Speaker
Description
Modern AI systems are no longer bottlenecked by models—they are bottlenecked by infrastructure. Training and deploying state-of-the-art models requires managing terabytes of multimodal data, orchestrating distributed GPU clusters, and ensuring reproducibility, data consistency & fault tolerance. The difference between a successful AI project and an abandoned prototype often comes down to the invisible layer of infrastructure: how data is stored, streamed, preprocessed, and served for training and inference.

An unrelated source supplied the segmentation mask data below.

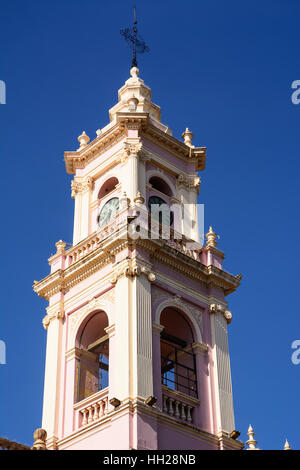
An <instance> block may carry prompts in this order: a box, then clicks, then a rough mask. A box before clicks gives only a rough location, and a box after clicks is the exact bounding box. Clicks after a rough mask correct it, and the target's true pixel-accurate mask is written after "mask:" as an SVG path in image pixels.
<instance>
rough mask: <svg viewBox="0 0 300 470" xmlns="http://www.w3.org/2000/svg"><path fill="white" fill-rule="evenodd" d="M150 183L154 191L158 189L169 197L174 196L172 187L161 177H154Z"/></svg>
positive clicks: (151, 178) (153, 177) (152, 177)
mask: <svg viewBox="0 0 300 470" xmlns="http://www.w3.org/2000/svg"><path fill="white" fill-rule="evenodd" d="M149 183H150V184H151V185H152V188H153V189H157V191H160V192H161V193H163V194H166V195H167V196H169V197H171V196H172V191H171V188H170V186H169V185H168V183H166V182H165V181H164V180H163V179H162V178H160V177H159V176H152V177H151V178H150V179H149Z"/></svg>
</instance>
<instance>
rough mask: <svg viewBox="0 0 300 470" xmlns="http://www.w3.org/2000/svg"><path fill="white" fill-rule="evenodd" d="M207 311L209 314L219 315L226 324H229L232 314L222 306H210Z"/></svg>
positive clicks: (209, 306)
mask: <svg viewBox="0 0 300 470" xmlns="http://www.w3.org/2000/svg"><path fill="white" fill-rule="evenodd" d="M209 311H210V313H211V314H215V313H221V314H222V315H223V316H224V318H225V320H226V321H227V324H229V323H231V320H232V313H231V312H230V311H229V310H226V308H225V307H224V305H221V304H210V306H209Z"/></svg>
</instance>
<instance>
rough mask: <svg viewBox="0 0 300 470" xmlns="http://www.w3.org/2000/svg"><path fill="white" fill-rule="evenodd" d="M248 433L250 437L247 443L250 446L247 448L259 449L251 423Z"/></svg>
mask: <svg viewBox="0 0 300 470" xmlns="http://www.w3.org/2000/svg"><path fill="white" fill-rule="evenodd" d="M247 434H248V436H249V439H248V441H246V444H247V446H248V449H246V450H259V448H258V447H256V444H257V441H256V440H255V439H254V431H253V428H252V426H251V424H250V425H249V428H248V433H247Z"/></svg>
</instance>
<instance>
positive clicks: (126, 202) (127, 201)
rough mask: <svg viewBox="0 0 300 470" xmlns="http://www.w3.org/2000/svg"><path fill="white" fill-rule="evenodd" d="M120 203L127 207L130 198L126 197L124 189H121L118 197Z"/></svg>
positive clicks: (121, 205)
mask: <svg viewBox="0 0 300 470" xmlns="http://www.w3.org/2000/svg"><path fill="white" fill-rule="evenodd" d="M120 205H121V207H123V209H125V207H129V205H130V199H129V197H127V193H126V191H123V194H122V197H121V198H120Z"/></svg>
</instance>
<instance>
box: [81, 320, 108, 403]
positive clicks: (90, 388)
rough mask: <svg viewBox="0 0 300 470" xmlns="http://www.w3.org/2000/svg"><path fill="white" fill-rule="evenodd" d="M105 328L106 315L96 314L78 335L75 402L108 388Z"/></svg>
mask: <svg viewBox="0 0 300 470" xmlns="http://www.w3.org/2000/svg"><path fill="white" fill-rule="evenodd" d="M107 326H108V318H107V315H106V313H105V312H96V313H94V314H92V315H91V316H90V317H89V318H88V320H87V321H86V322H85V324H84V325H83V327H82V329H81V331H80V333H79V337H78V346H79V349H80V364H79V373H78V381H77V401H80V400H83V399H84V398H87V397H89V396H90V395H93V394H94V393H97V392H98V391H99V390H102V389H104V388H106V387H108V371H109V339H108V335H107V333H106V331H105V328H106V327H107Z"/></svg>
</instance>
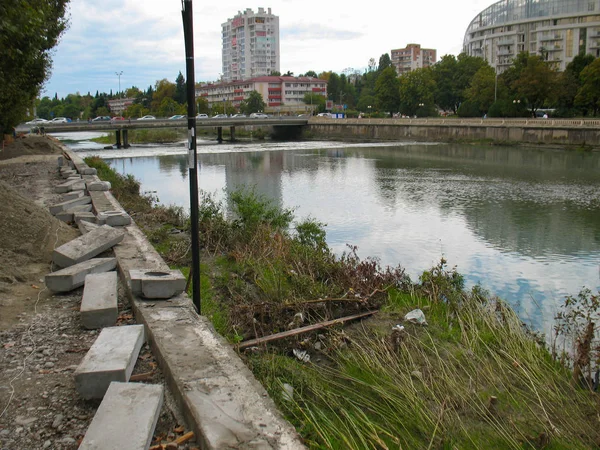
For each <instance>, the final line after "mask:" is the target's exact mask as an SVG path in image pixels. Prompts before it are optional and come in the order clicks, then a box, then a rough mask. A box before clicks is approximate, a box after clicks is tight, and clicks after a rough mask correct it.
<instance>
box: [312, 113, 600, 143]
mask: <svg viewBox="0 0 600 450" xmlns="http://www.w3.org/2000/svg"><path fill="white" fill-rule="evenodd" d="M305 137H309V138H317V139H355V140H364V139H373V140H399V141H402V140H408V141H433V142H452V141H490V142H494V143H498V144H508V143H524V144H545V145H560V146H591V147H599V148H600V120H551V119H550V120H549V119H529V120H528V119H512V120H510V119H506V120H505V119H464V120H461V119H328V118H324V119H322V118H312V119H311V120H310V121H309V124H308V126H307V127H306V129H305Z"/></svg>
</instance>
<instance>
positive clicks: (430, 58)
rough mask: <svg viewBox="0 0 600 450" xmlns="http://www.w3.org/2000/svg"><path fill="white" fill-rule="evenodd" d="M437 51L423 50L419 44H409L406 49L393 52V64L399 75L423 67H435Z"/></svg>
mask: <svg viewBox="0 0 600 450" xmlns="http://www.w3.org/2000/svg"><path fill="white" fill-rule="evenodd" d="M436 57H437V51H436V50H435V49H432V48H421V45H419V44H408V45H407V46H406V47H404V48H399V49H396V50H392V56H391V58H390V59H391V60H392V64H393V65H394V67H395V68H396V73H398V75H403V74H405V73H407V72H412V71H413V70H416V69H422V68H423V67H430V66H433V65H434V64H435V62H436Z"/></svg>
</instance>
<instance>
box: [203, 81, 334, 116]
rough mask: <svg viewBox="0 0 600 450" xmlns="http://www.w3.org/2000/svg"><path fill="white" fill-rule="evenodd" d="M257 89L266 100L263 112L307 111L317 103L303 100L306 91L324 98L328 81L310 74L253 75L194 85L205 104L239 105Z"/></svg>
mask: <svg viewBox="0 0 600 450" xmlns="http://www.w3.org/2000/svg"><path fill="white" fill-rule="evenodd" d="M252 91H257V92H258V93H259V94H260V95H262V98H263V101H264V102H265V112H271V113H276V112H279V113H287V112H289V113H306V112H310V111H311V110H312V109H314V108H315V107H316V105H310V104H306V103H304V95H305V94H307V93H312V94H318V95H322V96H324V97H325V98H327V81H325V80H319V79H318V78H312V77H275V76H272V77H271V76H268V77H256V78H251V79H249V80H239V81H231V82H229V83H218V84H205V85H203V86H200V87H197V88H196V97H203V98H205V99H206V100H207V101H208V105H209V106H210V107H211V108H212V106H213V105H214V104H215V103H216V104H223V103H231V104H232V105H233V106H235V107H236V108H238V107H239V106H240V103H241V102H242V100H244V99H246V98H248V96H249V95H250V92H252Z"/></svg>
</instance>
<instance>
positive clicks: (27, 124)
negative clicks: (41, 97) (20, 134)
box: [25, 117, 48, 125]
mask: <svg viewBox="0 0 600 450" xmlns="http://www.w3.org/2000/svg"><path fill="white" fill-rule="evenodd" d="M47 122H48V121H47V120H46V119H40V118H39V117H36V118H35V119H33V120H30V121H29V122H25V124H26V125H38V124H40V123H47Z"/></svg>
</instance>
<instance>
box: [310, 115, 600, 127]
mask: <svg viewBox="0 0 600 450" xmlns="http://www.w3.org/2000/svg"><path fill="white" fill-rule="evenodd" d="M333 123H339V124H347V125H429V126H439V125H444V126H476V125H479V126H481V125H483V126H490V127H494V126H496V127H511V126H512V127H515V126H517V127H548V128H556V127H569V128H572V127H592V128H598V127H600V119H542V118H540V119H520V118H518V119H496V118H494V119H475V118H468V119H459V118H451V119H449V118H422V119H419V118H416V119H414V118H411V119H409V118H406V119H330V118H326V117H312V118H311V119H310V120H309V124H333Z"/></svg>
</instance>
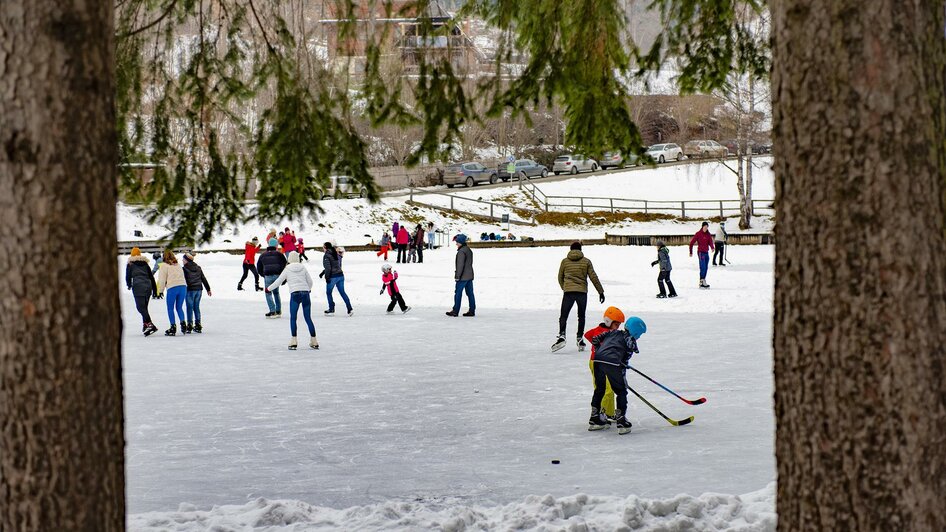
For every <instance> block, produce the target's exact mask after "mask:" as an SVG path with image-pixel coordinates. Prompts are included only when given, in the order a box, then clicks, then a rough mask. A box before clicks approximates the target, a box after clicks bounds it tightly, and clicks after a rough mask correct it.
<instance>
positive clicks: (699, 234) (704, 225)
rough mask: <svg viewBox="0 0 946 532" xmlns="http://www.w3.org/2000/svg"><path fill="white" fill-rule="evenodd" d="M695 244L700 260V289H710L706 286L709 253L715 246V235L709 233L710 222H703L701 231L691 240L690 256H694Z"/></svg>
mask: <svg viewBox="0 0 946 532" xmlns="http://www.w3.org/2000/svg"><path fill="white" fill-rule="evenodd" d="M693 244H696V254H697V256H698V257H699V258H700V288H709V285H708V284H706V270H708V269H709V251H710V250H711V249H713V248H714V247H715V246H714V245H713V235H711V234H710V232H709V222H703V225H702V227H700V230H699V231H697V233H696V234H695V235H693V238H691V239H690V256H691V257H692V256H693Z"/></svg>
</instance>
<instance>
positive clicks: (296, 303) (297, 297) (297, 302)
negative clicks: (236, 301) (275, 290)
mask: <svg viewBox="0 0 946 532" xmlns="http://www.w3.org/2000/svg"><path fill="white" fill-rule="evenodd" d="M283 283H286V284H288V285H289V293H290V295H289V332H290V333H291V334H292V339H291V340H289V349H295V348H296V347H297V346H298V345H299V343H298V341H297V340H296V331H297V328H296V317H297V316H298V315H299V307H302V317H303V318H304V319H305V323H306V325H308V326H309V336H311V337H312V339H311V340H310V341H309V347H311V348H312V349H318V348H319V341H318V339H317V338H316V337H315V324H314V323H312V299H311V298H310V297H309V292H311V290H312V276H310V275H309V270H308V269H306V267H305V266H303V265H302V263H300V262H299V253H298V252H296V251H290V252H289V265H288V266H286V268H285V269H284V270H283V271H282V273H281V274H279V277H277V278H276V279H275V280H274V281H273V282H272V283H270V285H269V286H267V287H266V291H267V292H269V291H270V290H274V289H276V288H278V287H279V285H281V284H283Z"/></svg>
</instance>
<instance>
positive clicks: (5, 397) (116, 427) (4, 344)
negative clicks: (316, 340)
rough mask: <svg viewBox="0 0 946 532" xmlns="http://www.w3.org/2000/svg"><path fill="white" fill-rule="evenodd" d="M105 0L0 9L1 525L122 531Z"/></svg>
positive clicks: (114, 119)
mask: <svg viewBox="0 0 946 532" xmlns="http://www.w3.org/2000/svg"><path fill="white" fill-rule="evenodd" d="M113 9H114V5H113V3H112V2H107V1H104V0H98V1H91V2H62V1H58V0H3V2H2V3H0V221H2V227H3V230H2V231H0V286H3V290H0V530H4V531H7V530H9V531H19V530H96V531H100V530H102V531H111V530H122V529H124V526H125V515H124V513H125V488H124V434H123V419H122V373H121V321H120V320H121V313H120V306H119V298H118V283H117V282H118V270H117V262H116V257H115V251H116V235H115V231H116V229H115V201H116V186H117V182H116V180H117V175H116V164H117V141H116V136H115V112H114V94H115V87H114V82H113V79H114V52H113V48H114V45H113V42H112V24H113V21H112V12H113Z"/></svg>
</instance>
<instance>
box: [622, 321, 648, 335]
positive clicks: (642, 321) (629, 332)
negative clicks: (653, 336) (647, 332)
mask: <svg viewBox="0 0 946 532" xmlns="http://www.w3.org/2000/svg"><path fill="white" fill-rule="evenodd" d="M624 330H626V331H627V332H628V334H630V335H631V336H633V337H634V339H635V340H636V339H638V338H640V337H641V336H642V335H643V334H644V333H645V332H647V324H646V323H644V320H642V319H640V318H638V317H637V316H631V317H630V318H628V319H627V321H626V322H624Z"/></svg>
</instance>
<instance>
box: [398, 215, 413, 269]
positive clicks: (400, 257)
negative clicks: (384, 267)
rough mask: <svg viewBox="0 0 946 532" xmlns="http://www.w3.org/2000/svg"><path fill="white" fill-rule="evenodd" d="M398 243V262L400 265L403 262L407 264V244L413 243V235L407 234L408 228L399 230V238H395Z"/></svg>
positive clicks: (398, 230) (402, 227)
mask: <svg viewBox="0 0 946 532" xmlns="http://www.w3.org/2000/svg"><path fill="white" fill-rule="evenodd" d="M395 238H396V240H395V242H397V262H398V264H400V263H402V262H405V263H406V262H407V243H408V242H410V241H411V235H410V233H408V232H407V228H406V227H404V226H403V225H402V226H401V227H399V228H398V230H397V236H396V237H395Z"/></svg>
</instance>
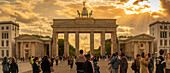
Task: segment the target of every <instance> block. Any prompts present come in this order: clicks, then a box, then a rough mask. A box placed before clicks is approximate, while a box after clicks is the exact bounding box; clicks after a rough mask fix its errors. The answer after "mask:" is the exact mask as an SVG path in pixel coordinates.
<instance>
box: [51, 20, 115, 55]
mask: <svg viewBox="0 0 170 73" xmlns="http://www.w3.org/2000/svg"><path fill="white" fill-rule="evenodd" d="M51 27H52V28H53V35H52V38H53V45H52V54H51V56H58V55H59V53H58V52H59V51H58V34H59V33H64V55H65V56H69V42H68V39H69V33H75V49H76V55H78V54H79V33H90V54H91V55H94V33H101V52H100V53H101V56H105V33H111V53H113V52H116V51H118V50H117V49H116V48H117V42H116V38H117V34H116V32H117V31H116V28H117V27H118V25H116V19H94V18H93V17H76V18H75V19H53V25H51Z"/></svg>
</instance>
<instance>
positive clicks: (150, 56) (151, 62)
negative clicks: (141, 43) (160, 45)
mask: <svg viewBox="0 0 170 73" xmlns="http://www.w3.org/2000/svg"><path fill="white" fill-rule="evenodd" d="M148 58H149V65H148V70H149V73H153V70H154V60H153V58H152V56H151V54H150V53H149V54H148Z"/></svg>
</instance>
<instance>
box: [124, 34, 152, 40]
mask: <svg viewBox="0 0 170 73" xmlns="http://www.w3.org/2000/svg"><path fill="white" fill-rule="evenodd" d="M135 39H143V40H145V39H150V40H153V39H155V38H154V37H152V36H150V35H147V34H140V35H137V36H133V37H132V38H129V39H127V40H135Z"/></svg>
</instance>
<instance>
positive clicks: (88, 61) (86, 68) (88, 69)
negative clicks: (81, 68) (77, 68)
mask: <svg viewBox="0 0 170 73" xmlns="http://www.w3.org/2000/svg"><path fill="white" fill-rule="evenodd" d="M86 59H87V60H86V61H85V62H84V64H83V71H84V73H93V68H92V64H91V62H90V60H91V59H90V54H88V55H86Z"/></svg>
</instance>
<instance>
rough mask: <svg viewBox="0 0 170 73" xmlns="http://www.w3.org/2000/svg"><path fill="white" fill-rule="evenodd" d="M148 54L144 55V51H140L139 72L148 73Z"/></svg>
mask: <svg viewBox="0 0 170 73" xmlns="http://www.w3.org/2000/svg"><path fill="white" fill-rule="evenodd" d="M148 64H149V61H148V56H146V55H145V53H144V52H142V59H141V73H149V71H148Z"/></svg>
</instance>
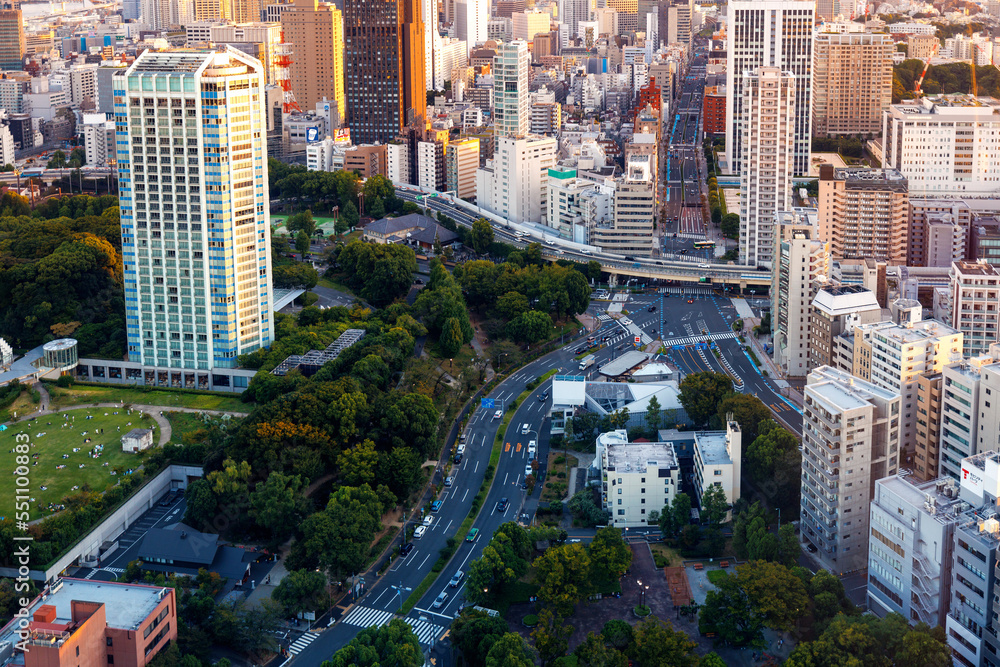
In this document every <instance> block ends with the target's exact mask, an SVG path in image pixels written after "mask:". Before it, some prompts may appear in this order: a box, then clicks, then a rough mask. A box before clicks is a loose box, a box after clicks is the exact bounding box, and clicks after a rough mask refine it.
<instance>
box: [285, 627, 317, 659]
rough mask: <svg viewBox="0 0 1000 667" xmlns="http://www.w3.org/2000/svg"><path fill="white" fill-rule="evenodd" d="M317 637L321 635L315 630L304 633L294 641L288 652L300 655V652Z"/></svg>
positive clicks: (315, 638)
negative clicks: (316, 632) (316, 631)
mask: <svg viewBox="0 0 1000 667" xmlns="http://www.w3.org/2000/svg"><path fill="white" fill-rule="evenodd" d="M317 637H319V635H318V634H316V633H315V632H312V631H309V632H307V633H305V634H304V635H302V636H301V637H299V638H298V639H296V640H295V641H294V642H292V643H291V645H290V646H289V647H288V652H289V653H291V654H292V655H298V654H299V653H301V652H302V651H304V650H305V648H306V646H309V644H312V643H313V642H314V641H316V638H317Z"/></svg>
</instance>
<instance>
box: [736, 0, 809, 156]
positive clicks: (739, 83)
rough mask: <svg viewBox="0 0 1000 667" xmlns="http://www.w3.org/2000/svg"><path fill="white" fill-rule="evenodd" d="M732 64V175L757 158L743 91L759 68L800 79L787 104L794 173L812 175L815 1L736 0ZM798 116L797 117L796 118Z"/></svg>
mask: <svg viewBox="0 0 1000 667" xmlns="http://www.w3.org/2000/svg"><path fill="white" fill-rule="evenodd" d="M728 7H729V10H728V12H729V13H728V21H727V23H726V30H727V34H728V44H727V58H728V60H727V64H726V127H727V128H728V131H727V133H726V134H727V140H726V164H727V165H728V168H729V173H732V174H739V173H743V171H744V165H743V161H744V155H747V156H753V155H756V154H757V146H756V145H754V141H751V142H750V144H749V145H748V144H747V143H746V139H745V137H744V136H743V135H744V134H745V133H751V134H756V133H757V132H758V128H755V127H754V126H753V125H751V124H749V123H748V122H747V120H746V118H745V116H744V111H743V107H744V104H746V103H747V102H748V101H750V100H752V99H753V98H752V97H751V98H747V96H746V95H745V94H744V91H743V88H744V86H745V85H747V84H748V83H749V82H750V81H752V80H753V79H748V78H747V73H750V75H753V74H754V72H755V71H757V69H758V68H761V67H769V68H770V67H776V68H778V69H779V70H780V71H781V72H790V73H791V78H793V79H794V84H793V85H794V88H793V91H792V92H794V98H795V102H794V107H793V106H788V103H783V104H782V108H783V109H784V110H786V111H787V112H788V114H789V116H791V117H790V118H789V119H788V122H790V123H791V124H792V125H793V134H794V142H795V144H794V149H793V151H792V154H793V156H794V165H793V166H792V168H791V171H792V173H794V174H797V175H805V174H808V173H809V155H810V147H811V142H812V59H813V52H812V42H813V21H814V15H815V3H814V2H811V1H810V0H733V1H732V2H730V3H729V5H728ZM792 111H794V113H792Z"/></svg>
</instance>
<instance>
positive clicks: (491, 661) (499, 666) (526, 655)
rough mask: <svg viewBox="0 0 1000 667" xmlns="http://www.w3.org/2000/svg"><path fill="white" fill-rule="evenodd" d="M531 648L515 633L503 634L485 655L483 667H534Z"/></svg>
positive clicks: (523, 639) (490, 648)
mask: <svg viewBox="0 0 1000 667" xmlns="http://www.w3.org/2000/svg"><path fill="white" fill-rule="evenodd" d="M534 666H535V656H534V655H532V651H531V647H529V646H528V644H527V643H526V642H525V641H524V639H523V638H522V637H521V635H519V634H517V633H516V632H505V633H504V634H503V635H502V636H501V637H500V638H499V639H498V640H496V641H495V642H493V646H491V647H490V652H489V653H487V654H486V664H485V667H534Z"/></svg>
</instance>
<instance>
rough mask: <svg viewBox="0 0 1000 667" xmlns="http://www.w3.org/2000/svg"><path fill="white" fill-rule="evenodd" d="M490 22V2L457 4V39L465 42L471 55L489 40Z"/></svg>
mask: <svg viewBox="0 0 1000 667" xmlns="http://www.w3.org/2000/svg"><path fill="white" fill-rule="evenodd" d="M489 21H490V0H457V1H456V2H455V37H457V38H458V39H460V40H462V41H464V42H465V45H466V46H467V47H468V49H469V52H470V53H471V52H472V49H474V48H476V47H477V46H479V45H480V44H482V43H483V42H485V41H486V40H487V39H488V38H489V32H488V29H489V26H488V24H489ZM434 25H437V21H435V22H434Z"/></svg>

In this talk, We will unpack why building robust AI infrastructure has become the most important problem in both academia and industry. We will explore many open-source tools can level the playing field, enabling even small teams—whether working in research or building products to handle data and computation at scale with far less overhead. I will introduce Ray, an emerging distributed computing framework, and demonstrate how it simplifies complex workflows—scaling from a laptop to multi-GPU clusters, streaming petabyte-scale datasets and orchestrating training/inference pipelines without the additional complexity.
Crux of this workshop:
-
A clear understanding of the design trade-offs in large-scale AI
infra (storage formats, ingestion, orchestration, inference). -
A practical guide to using Ray, vLLM, KubeRay, and related tools on Ubuntu from distributed training and dataset versioning in
academic research to building scalable pipelines and robust model
serving in industrial deployments. -
Common pitfalls & how to avoid them to build resilient AI infrastructure.